Come si può seriamente definire “storico” un regime che, fin dal suo inizio e al fine di perpetuarsi all’infinito, ha cercato di avvelenare i rapporti tra le comunità religiose? Che tiene alawiti e cristiani in ostaggio per le sue politiche? Che ha presieduto la contaminazione della società siriana nella forma più oscurantista del salafismo, e ha manipolato tutti i tipi di jihadisti, e non solo in Siria?

Come si può definire “progressista” il promuovere il tipo più selvaggio di capitalismo, o impoverire e marginalizzare milioni di cittadini che a malapena sopravvivono nelle periferie delle principali città? Questi siriani impoveriti sono stati la componente sociale principale della rivoluzione, e sono diventati l’obiettivo principale dell’artiglieria pesante del regime, delle bombe a barile e delle armi chimiche. “Uccideteli fino all’ultimo», ordinarono gli shabbiha (i teppisti di Assad) fin dall’inizio della rivolta, in modo che la nuova borghesia “progressista” avrebbe così potuto saccheggiare in modo sicuro la ricchezza della nazione, e accumulare miliardi di dollari in paradisi fiscali!

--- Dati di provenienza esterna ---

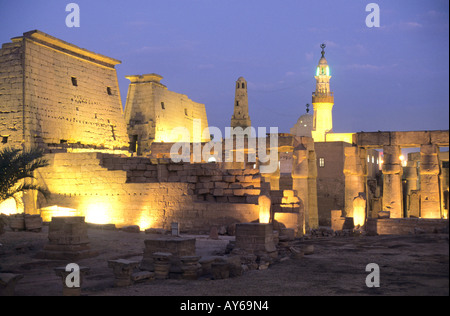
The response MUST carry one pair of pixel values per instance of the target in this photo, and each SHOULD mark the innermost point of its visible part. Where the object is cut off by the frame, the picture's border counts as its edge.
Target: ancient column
(429, 181)
(410, 175)
(313, 208)
(392, 181)
(444, 177)
(354, 171)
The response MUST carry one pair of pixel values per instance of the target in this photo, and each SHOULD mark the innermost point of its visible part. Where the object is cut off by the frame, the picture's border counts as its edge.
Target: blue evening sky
(395, 77)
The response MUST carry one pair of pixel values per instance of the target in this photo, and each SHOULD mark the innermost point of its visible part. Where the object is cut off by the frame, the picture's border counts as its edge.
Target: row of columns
(355, 170)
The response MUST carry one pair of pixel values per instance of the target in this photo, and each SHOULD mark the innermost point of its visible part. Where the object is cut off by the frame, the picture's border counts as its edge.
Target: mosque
(113, 165)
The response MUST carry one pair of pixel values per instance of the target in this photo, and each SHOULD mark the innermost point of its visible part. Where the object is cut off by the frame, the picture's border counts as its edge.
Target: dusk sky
(392, 77)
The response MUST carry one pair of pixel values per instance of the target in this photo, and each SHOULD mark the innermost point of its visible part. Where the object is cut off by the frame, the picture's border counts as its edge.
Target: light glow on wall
(98, 213)
(8, 207)
(54, 211)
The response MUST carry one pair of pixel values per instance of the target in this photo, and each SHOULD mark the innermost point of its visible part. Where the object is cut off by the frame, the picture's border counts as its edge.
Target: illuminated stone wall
(11, 95)
(152, 112)
(149, 193)
(54, 92)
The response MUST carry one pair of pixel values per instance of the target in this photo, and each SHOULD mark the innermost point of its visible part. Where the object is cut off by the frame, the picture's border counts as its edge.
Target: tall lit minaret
(322, 100)
(240, 116)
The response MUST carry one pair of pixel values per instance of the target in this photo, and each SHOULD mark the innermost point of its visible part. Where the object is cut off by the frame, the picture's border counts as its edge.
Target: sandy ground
(409, 265)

Se quanto sopra non è sufficiente, si può anche ricordare ai sostenitori ‘di sinistra’ di Assad dei crimini contro l’umanità perpetrati impunemente dal padre di Bashar, Hafez, nel corso dei suoi trent’anni di governo autocratico. Due luoghi li riassumono: la città di Hama, dove oltre 20.000 persone, forse 30.000, sono state massacrate nel 1982, e la prigione di Palmyra, l’equivalente di un campo di sterminio, dove i carcerieri si vantavano di trasformare gli uomini torturati in insetti. È questa la stessa impunità che alcuni ‘a sinistra’ – ahimè – vogliono estendere a Bashar Al-Assad, il colpevole e principale responsabile del disastro in corso con oltre dieci milioni di sfollati, centinaia di migliaia di morti, decine di migliaia imprigionati che hanno subìto torture ed esecuzioni sommarie in prigione.

Fino a quando i carnefici non saranno sconfitti e puniti, il martirio senza fine della Siria rischia di prefigurarne molti altri in tutto il mondo — un mondo dal quale la Siria sarà scomparsa.